The concealment began with the third layer, the trash layer. This comprised four different Hong Kong–based but mainland China-financed private banks. Marcel had visited them, hand-selected them, satisfied himself of their discretion—reinforced by four separate pieces of information about the broker in charge at each, which would ensure a level of loyalty above and beyond the normal corporate requirements. Next layer up sanitized the trash so that it had only the faintest potential whiff of financial skulduggery about it. The four trash banks would issue the trading instructions to the Hong Kong branches of a selection of international banks. Those perfectly respectable financial names would then use their own nominee accounts to instruct the final layer. This layer completed the sanitization process, gave the trades the patina of respectability that would help to veil them and to stall any investigators in the unlikely event it ever came to that. The broker liked state-owned banks for this. The final tier of trades would be funneled through another selection of respectable, unwitting banks in New York. By the time the actual trades were put on, there would be a trail of over fifty nominee companies concealing the originator.
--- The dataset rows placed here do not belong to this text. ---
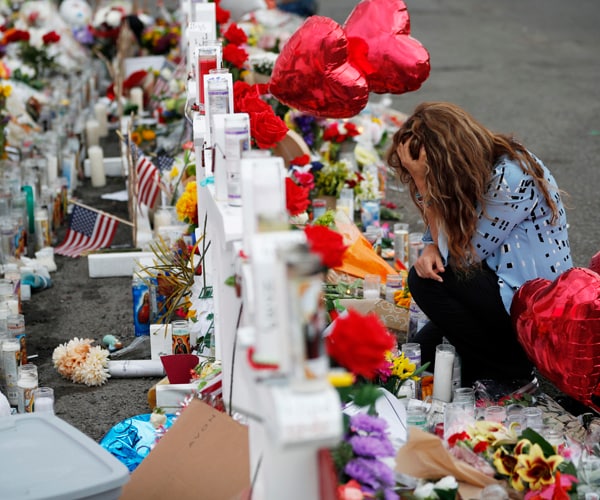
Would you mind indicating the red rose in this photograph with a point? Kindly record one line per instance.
(359, 343)
(331, 132)
(51, 37)
(235, 55)
(222, 15)
(235, 35)
(327, 243)
(301, 160)
(296, 197)
(267, 129)
(14, 35)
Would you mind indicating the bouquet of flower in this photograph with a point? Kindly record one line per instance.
(400, 369)
(81, 362)
(527, 461)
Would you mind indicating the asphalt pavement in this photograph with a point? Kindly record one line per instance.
(529, 67)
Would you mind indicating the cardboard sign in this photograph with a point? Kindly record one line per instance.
(203, 455)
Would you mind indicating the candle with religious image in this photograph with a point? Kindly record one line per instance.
(442, 373)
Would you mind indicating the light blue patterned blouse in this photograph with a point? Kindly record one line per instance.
(515, 236)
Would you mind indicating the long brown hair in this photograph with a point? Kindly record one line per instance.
(461, 155)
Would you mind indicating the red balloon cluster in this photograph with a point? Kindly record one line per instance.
(328, 70)
(558, 325)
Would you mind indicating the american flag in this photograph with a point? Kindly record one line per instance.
(148, 181)
(88, 230)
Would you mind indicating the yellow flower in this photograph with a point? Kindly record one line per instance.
(5, 90)
(402, 367)
(535, 469)
(506, 464)
(148, 135)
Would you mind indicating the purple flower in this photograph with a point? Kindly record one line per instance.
(372, 446)
(367, 423)
(371, 473)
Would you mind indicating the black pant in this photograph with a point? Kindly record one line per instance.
(469, 312)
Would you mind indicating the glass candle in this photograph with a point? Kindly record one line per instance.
(442, 374)
(43, 400)
(371, 286)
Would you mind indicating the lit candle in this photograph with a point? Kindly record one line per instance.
(101, 117)
(97, 174)
(92, 132)
(442, 373)
(136, 96)
(52, 167)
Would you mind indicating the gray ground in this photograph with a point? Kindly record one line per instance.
(525, 66)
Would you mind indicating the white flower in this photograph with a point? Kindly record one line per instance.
(447, 483)
(425, 492)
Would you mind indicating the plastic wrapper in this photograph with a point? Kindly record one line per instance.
(132, 439)
(360, 258)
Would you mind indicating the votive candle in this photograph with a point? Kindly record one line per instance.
(442, 373)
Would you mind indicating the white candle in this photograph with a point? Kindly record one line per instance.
(442, 373)
(136, 96)
(100, 113)
(97, 174)
(52, 167)
(92, 132)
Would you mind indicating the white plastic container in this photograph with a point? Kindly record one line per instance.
(45, 458)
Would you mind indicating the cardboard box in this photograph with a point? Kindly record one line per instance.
(109, 264)
(204, 454)
(393, 317)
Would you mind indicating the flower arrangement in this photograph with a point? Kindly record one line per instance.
(527, 461)
(162, 38)
(36, 58)
(400, 369)
(358, 458)
(173, 273)
(79, 361)
(5, 91)
(187, 206)
(266, 128)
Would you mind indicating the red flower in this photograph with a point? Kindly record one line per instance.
(459, 436)
(327, 243)
(350, 491)
(235, 35)
(267, 128)
(359, 343)
(301, 160)
(51, 37)
(296, 197)
(222, 15)
(305, 179)
(235, 55)
(14, 35)
(331, 132)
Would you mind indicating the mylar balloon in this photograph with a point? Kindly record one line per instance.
(558, 325)
(396, 62)
(313, 74)
(595, 263)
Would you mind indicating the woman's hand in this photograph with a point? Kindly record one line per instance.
(416, 168)
(430, 264)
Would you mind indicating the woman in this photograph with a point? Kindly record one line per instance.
(494, 220)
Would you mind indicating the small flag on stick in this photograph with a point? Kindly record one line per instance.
(88, 230)
(148, 180)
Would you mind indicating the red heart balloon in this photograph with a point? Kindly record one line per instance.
(397, 62)
(595, 263)
(558, 325)
(313, 74)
Marcel had set up encrypted contact with four chief brokers at his trash banks using CryptoPhone, a German system that offered mid-level encryption. It was quite commonly used commercially, so would not attract undue attention to itself. He dialed the first one. When Xu Ling answered, three letters appeared at top left of screen and a box that said RESPOND. Marcel typed in the letters, hit SEND. Xu Ling did the same in reverse, then the two men spoke. Marcel described the trades, adding “ultra high discreet” at the end of his instructions. Xu Ling knew the protocol. It had all been well worked out in advance.
Twenty minutes later, Marcel had spoken to all four trash bankers. He had given all four specific instructions re the trades and the necessary secrecy, but slightly different timelines to enter the market. He sat back, lit up another Cohiba, and began to add a few personal trades of his own. For this, he started off with three different Singapore nominee companies, confident of his security since Singapore had possibly the best banking secrecy laws in the world, unlike his birth home of Switzerland, whose banking secrecy now resembled a mouse-addled cheese.
He recognized the whiff of insider trading in his client’s instructions, could not resist its lure.